The truth, as always, lies somewhere in between.  Most of us have good days and bad days and are doing what we have to in order to survive.  Maybe there is a little of both types in all of us.  I know very few people with the luxury of being paid in full to stay home doing nothing and with no children to look after: the majority of my friends are struggling to keep businesses going, educate kids, stay healthy and sane and conduct work through emails and awkward Zoom meeting calls. A few key workers soldier on bravely on the frontline.  Everyone has financial concerns.  We are all missing friends and family and the freedom we once took for granted. Some of us have lost loved ones and been through the agony of grief in isolation.

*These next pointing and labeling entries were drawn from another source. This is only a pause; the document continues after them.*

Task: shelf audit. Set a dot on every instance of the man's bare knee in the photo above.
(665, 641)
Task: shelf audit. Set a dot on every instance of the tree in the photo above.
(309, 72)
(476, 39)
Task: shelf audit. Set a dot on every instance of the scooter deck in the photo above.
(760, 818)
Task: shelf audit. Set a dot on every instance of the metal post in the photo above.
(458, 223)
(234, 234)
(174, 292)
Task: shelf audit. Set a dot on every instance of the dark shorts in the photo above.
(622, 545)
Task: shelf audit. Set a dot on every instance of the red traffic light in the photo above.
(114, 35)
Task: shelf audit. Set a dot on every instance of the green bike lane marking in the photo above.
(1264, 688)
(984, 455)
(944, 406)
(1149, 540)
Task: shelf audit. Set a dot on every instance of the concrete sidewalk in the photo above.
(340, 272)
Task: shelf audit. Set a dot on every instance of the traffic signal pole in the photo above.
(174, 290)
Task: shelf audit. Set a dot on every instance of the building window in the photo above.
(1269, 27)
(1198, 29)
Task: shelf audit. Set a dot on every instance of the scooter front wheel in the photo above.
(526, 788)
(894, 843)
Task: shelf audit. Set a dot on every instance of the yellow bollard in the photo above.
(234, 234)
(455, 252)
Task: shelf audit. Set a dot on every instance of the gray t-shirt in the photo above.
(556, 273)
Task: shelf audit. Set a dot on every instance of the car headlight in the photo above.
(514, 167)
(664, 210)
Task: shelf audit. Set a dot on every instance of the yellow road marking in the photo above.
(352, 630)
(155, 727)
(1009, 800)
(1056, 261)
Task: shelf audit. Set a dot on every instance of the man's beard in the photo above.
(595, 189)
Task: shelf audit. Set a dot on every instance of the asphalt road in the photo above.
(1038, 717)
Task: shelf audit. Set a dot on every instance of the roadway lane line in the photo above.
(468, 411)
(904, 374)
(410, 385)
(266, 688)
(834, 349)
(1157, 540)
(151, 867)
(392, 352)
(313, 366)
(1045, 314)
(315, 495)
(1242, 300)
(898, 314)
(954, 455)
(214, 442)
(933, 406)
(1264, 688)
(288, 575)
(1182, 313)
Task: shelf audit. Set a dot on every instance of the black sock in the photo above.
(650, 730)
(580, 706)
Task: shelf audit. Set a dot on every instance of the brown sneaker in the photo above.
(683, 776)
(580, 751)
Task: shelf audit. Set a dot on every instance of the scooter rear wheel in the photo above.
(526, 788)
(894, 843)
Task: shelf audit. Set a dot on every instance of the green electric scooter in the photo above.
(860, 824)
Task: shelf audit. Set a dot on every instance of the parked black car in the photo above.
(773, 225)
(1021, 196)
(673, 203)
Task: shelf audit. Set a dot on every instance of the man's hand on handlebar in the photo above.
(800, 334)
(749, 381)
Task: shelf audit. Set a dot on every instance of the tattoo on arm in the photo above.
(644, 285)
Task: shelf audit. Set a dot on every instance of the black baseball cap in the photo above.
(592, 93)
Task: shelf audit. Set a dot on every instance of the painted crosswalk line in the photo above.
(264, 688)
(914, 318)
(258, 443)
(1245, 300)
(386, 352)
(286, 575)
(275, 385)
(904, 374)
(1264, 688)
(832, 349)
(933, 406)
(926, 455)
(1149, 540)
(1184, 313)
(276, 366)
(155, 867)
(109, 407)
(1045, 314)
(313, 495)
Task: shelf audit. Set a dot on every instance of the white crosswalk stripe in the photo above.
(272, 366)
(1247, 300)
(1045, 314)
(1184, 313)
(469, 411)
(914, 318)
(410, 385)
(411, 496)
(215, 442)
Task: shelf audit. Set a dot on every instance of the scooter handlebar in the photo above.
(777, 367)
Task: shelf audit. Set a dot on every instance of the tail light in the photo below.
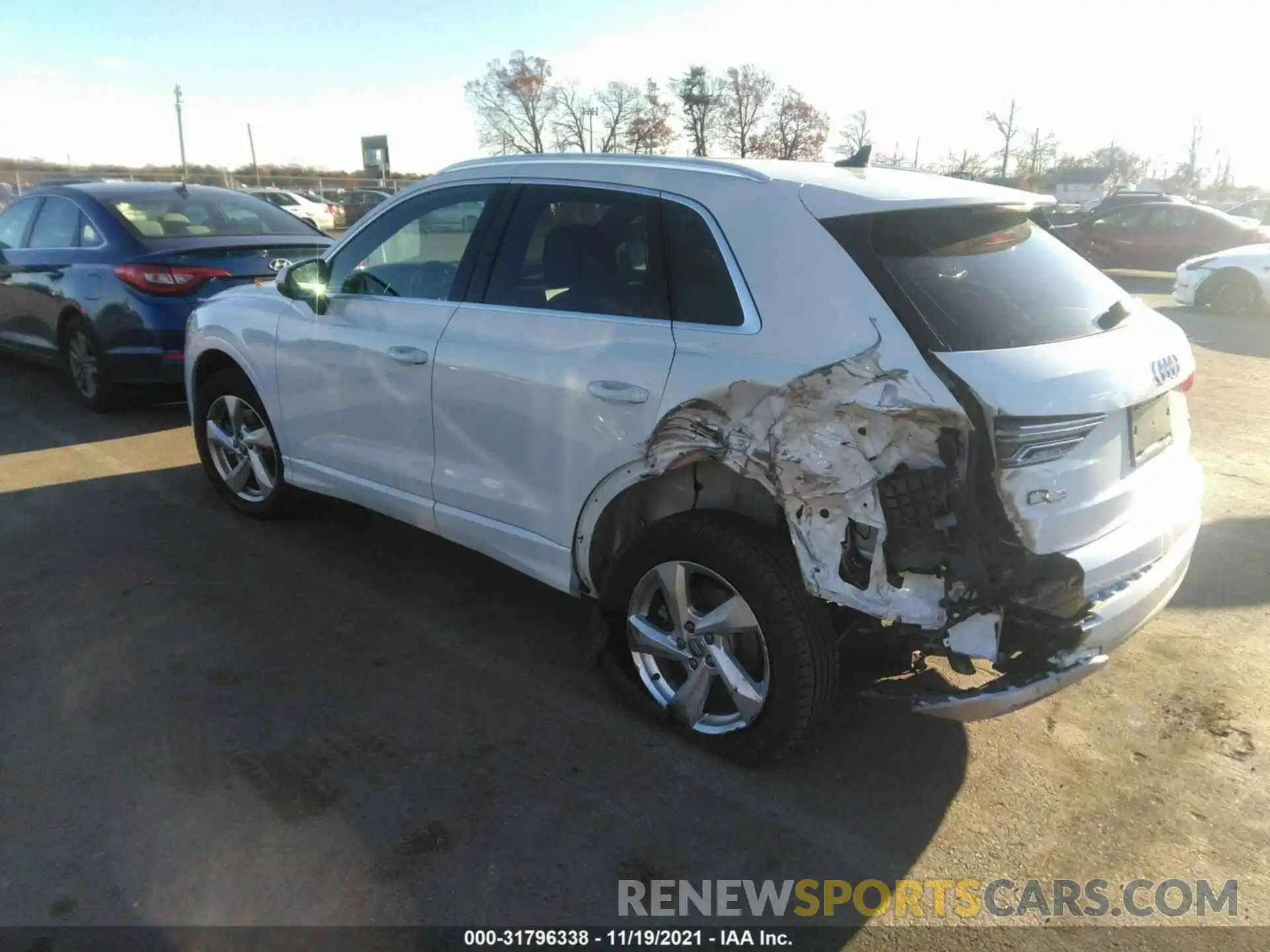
(167, 278)
(1025, 441)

I’ve found lockdown a real mixed bag of good and bad.  I’m enjoying the luxury of more time.  Pressing the pause button on daily life means no commute and less pressure.  And I refuse to treat this as an excuse to let standards slip:  I shower daily, as I normally would, and wear clean clothes.  I touch up my roots, paint my nails and look after myself, because it helps my self-esteem. I clean my house thoroughly every week and chat to my friends regularly, I’ve decorated, sorted out drawers, read books and drawn and painted.  I have a daily to-do list in the Real World and I’ve continued with that.  I tried baking but then realised I’d have to eat all 24 scones myself, which is no problem for me but perhaps not the best idea on a regular basis.  I participated in an online tea party for charity and my street’s VE Day isolation party. (I have to confess, I was horribly competitive. I walked the dog round the block to see what the rest of the neighbourhood was doing and was thrilled to report that our few houses were the only ones using linen tablecloths and proper china.) One day a week I shop for elderly parents.   I’ve done a few days’ work from home which has made me feel like a connected part of society again.  A man sometimes sits on the sofa in the lounge and I’ve discovered we’re married. He in turn has discovered he likes gardening.

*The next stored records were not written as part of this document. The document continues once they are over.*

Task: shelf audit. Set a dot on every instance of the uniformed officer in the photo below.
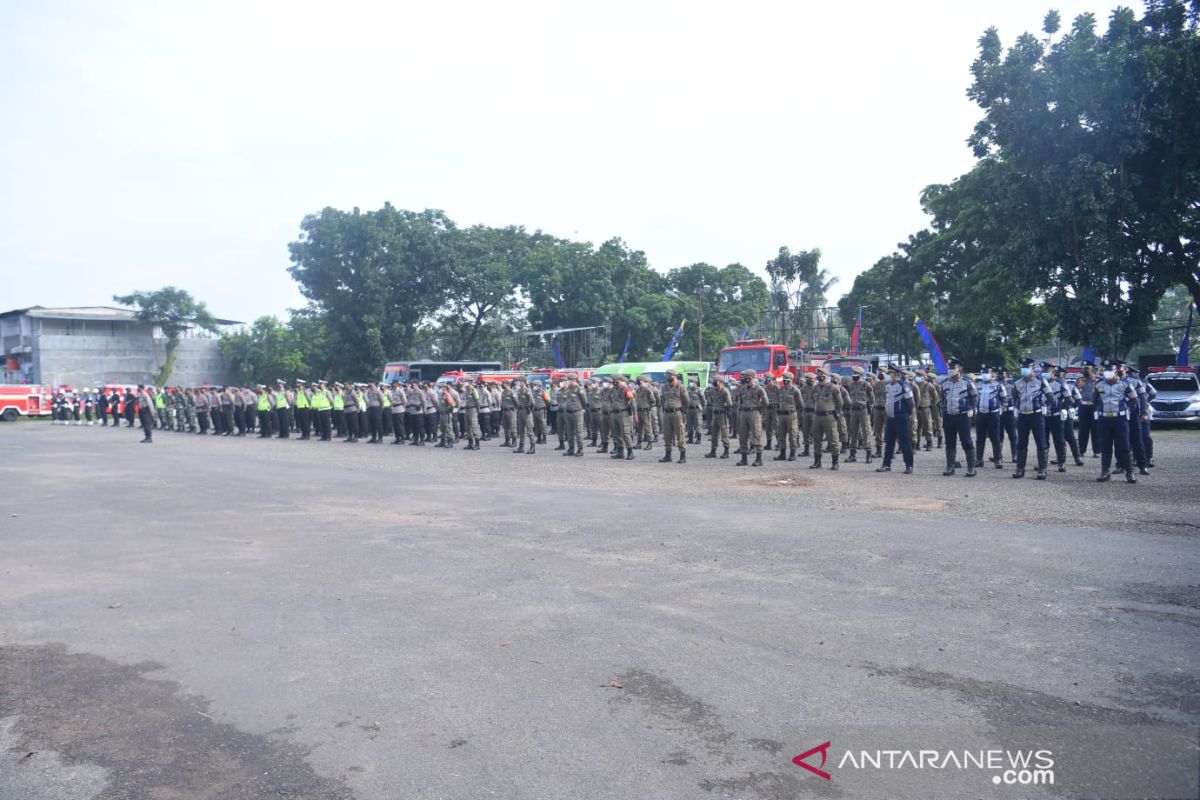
(989, 408)
(959, 401)
(862, 401)
(827, 401)
(899, 404)
(624, 407)
(1114, 402)
(1030, 394)
(673, 398)
(720, 402)
(787, 413)
(751, 401)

Here’s the flipside.  I overeat. I worry like crazy about work, finances, the death toll, loved ones. I don’t wear my usual full face of make-up and my split ends are legendary.  My eyebrows, once beautifully shaped every fortnight by my beauty therapist, are a mess.  I can’t sleep, so I knock myself out with sleeping pills and then worry about becoming addicted.  I can’t settle to anything and I procrastinate and often don’t leave the house for days.  I watch the news to the point of obsession with a mounting sense of doom and become furious with those who avoid any media, believing them to be irresponsible, but then wish I felt less like a road traffic accident spectator.  My attempts at voluntary work have failed because I have panic attacks in shops about others’ cavalier attitude and bark “TWO METRES!!!” at anyone who comes within five metres of me.  I get upset and angry and miss the people I can’t see and the places I can’t go.  Like everyone, I resent the cancelled holidays and weddings and events, but it seems petty to complain when others have lost so much more.  But it doesn’t mean I don’t feel sad.

But, as always, my friends are a lifeline and through this I have learned who my true friends are.  We speak or message regularly.  Some call me in tears when they are despairing about a bad day and I do the same back.  We ALL have bad days: surely even the twatty couples and annoying families who post shiny, motivational fun videos and photos on Instagram are getting on each other’s nerves by now, the novelty of “quality time” long gone.  I do hope so, we all need a dose of Schadenfreude.

Lockdown will soon feel like a dream, and good and bad will come from it.  But I am an optimist and I hope mainly good.  We are seeing the very best of human nature (as well as the worst, but light always prevails over darkness) and incredible acts of bravery.  Hopefully we all have a renewed sense of what is truly important and that is not money or status but the things that can’t be measured.

Stay safe – and if you know where I can source self-raising flour, let me know and I’ll pay cash, no questions asked.